RECONTADA POR HÉLIO MELO, 

JÁ TRANSCRITA NESTA COLUNA:

 

"Do seringueiro para o seringueiro",

4ª Cartilha Popular,
 
Rio Branco (Acre): AGEL - Acre Gráfica Editora e Livraria, 1987
 
"MISTÉRIOS DA MATA

No Rio Purus, em certo lugar na mata, existe um mistério que deixa o caçador encabulado.
Acontece o seguinte: um galo bate as asas e canta como se estivese em um terreiro. A pessoa vai ao seu encontro e não vê nada, e o galo passa a cantar em outra direção.
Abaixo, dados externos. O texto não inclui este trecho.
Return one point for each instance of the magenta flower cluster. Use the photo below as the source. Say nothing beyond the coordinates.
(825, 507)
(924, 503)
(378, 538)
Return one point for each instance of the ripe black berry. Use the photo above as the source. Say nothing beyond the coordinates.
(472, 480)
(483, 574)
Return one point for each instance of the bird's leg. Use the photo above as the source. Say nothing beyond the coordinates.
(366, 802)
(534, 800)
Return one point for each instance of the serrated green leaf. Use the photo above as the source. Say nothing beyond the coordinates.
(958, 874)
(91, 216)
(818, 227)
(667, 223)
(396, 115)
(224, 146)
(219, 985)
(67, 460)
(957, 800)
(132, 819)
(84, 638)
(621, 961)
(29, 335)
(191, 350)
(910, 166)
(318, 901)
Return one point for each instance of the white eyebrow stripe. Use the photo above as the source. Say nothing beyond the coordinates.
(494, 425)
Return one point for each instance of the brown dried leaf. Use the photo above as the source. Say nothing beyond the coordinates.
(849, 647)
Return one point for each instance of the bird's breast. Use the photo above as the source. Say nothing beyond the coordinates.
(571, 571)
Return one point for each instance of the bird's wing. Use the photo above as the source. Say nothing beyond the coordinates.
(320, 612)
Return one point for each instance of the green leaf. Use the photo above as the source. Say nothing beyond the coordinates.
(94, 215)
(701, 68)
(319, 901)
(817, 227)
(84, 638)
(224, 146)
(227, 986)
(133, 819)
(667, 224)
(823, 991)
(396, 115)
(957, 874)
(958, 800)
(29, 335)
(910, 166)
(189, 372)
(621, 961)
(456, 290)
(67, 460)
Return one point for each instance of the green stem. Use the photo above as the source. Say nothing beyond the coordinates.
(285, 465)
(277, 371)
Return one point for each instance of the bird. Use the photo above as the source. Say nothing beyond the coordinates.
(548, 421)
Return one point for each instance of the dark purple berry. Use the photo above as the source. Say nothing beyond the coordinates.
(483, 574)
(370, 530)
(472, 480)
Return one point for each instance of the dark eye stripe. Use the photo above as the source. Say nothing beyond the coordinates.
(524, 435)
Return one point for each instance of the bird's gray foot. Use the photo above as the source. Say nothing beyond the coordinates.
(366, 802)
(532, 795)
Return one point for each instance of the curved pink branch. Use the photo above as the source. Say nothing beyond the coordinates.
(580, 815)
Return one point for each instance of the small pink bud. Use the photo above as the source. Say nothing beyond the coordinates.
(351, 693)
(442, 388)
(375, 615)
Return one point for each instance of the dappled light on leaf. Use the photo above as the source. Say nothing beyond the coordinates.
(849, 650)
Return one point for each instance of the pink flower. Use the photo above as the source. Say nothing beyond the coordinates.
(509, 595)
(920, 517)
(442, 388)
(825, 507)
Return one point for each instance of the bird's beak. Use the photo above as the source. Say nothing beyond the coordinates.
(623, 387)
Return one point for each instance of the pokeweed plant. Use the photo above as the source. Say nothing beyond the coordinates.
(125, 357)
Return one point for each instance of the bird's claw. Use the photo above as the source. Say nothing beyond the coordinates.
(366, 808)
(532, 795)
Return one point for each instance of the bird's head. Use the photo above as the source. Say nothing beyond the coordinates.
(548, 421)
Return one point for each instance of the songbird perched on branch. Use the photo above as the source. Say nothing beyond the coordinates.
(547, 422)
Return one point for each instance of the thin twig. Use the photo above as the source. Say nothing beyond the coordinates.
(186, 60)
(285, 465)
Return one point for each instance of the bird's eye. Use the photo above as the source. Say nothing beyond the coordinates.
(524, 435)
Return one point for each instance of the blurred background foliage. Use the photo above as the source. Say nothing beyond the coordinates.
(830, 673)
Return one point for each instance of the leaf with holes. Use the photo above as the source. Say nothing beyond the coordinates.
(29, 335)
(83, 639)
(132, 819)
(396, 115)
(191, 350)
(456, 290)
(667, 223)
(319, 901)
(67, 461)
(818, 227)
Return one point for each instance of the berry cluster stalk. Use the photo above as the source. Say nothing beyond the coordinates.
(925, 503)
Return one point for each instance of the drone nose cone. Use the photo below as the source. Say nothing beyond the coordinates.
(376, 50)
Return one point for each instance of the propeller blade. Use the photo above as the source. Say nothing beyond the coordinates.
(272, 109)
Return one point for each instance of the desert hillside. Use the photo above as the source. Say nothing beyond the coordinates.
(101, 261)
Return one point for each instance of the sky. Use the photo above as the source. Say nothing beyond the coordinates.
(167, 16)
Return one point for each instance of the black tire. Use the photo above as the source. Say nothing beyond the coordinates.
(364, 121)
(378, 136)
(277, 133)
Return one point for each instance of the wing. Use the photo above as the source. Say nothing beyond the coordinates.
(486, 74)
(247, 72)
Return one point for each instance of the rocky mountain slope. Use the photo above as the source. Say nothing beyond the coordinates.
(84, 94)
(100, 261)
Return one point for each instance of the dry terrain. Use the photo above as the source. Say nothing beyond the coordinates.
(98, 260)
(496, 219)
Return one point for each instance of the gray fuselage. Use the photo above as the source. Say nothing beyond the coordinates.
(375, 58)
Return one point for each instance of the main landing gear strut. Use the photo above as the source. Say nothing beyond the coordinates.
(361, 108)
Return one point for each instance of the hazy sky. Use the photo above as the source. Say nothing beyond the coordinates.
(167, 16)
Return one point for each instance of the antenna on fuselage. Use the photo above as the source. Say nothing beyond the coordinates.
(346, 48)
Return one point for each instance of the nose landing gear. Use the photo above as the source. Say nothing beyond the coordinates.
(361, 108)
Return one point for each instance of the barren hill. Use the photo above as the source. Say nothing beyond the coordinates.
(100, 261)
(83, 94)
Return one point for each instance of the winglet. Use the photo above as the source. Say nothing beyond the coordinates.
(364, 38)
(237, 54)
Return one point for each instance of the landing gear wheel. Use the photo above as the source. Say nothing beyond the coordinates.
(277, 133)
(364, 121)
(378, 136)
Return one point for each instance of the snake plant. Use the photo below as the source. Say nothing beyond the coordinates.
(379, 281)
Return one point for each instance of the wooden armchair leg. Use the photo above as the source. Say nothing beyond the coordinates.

Para quem conhece esse trecho da mata, passando por lá, não deve dar bola ao que ouve, pois são mistérios que não chegam ao alcance do homem descobrir.

A mesma coisa acontece em muitos dos igarapés.

Tem um tal de Batedor que altas horas da noite bate forte como se estivesse batendo em uma tábua de lavar roupa. O pior é que se alguém tentar imitá-lo, se assombra,  pois o mesmo vem bater bem próximo a seus pés, sem que a pessoa consiga vê-lo". (MELO, 1987: 34 - 36).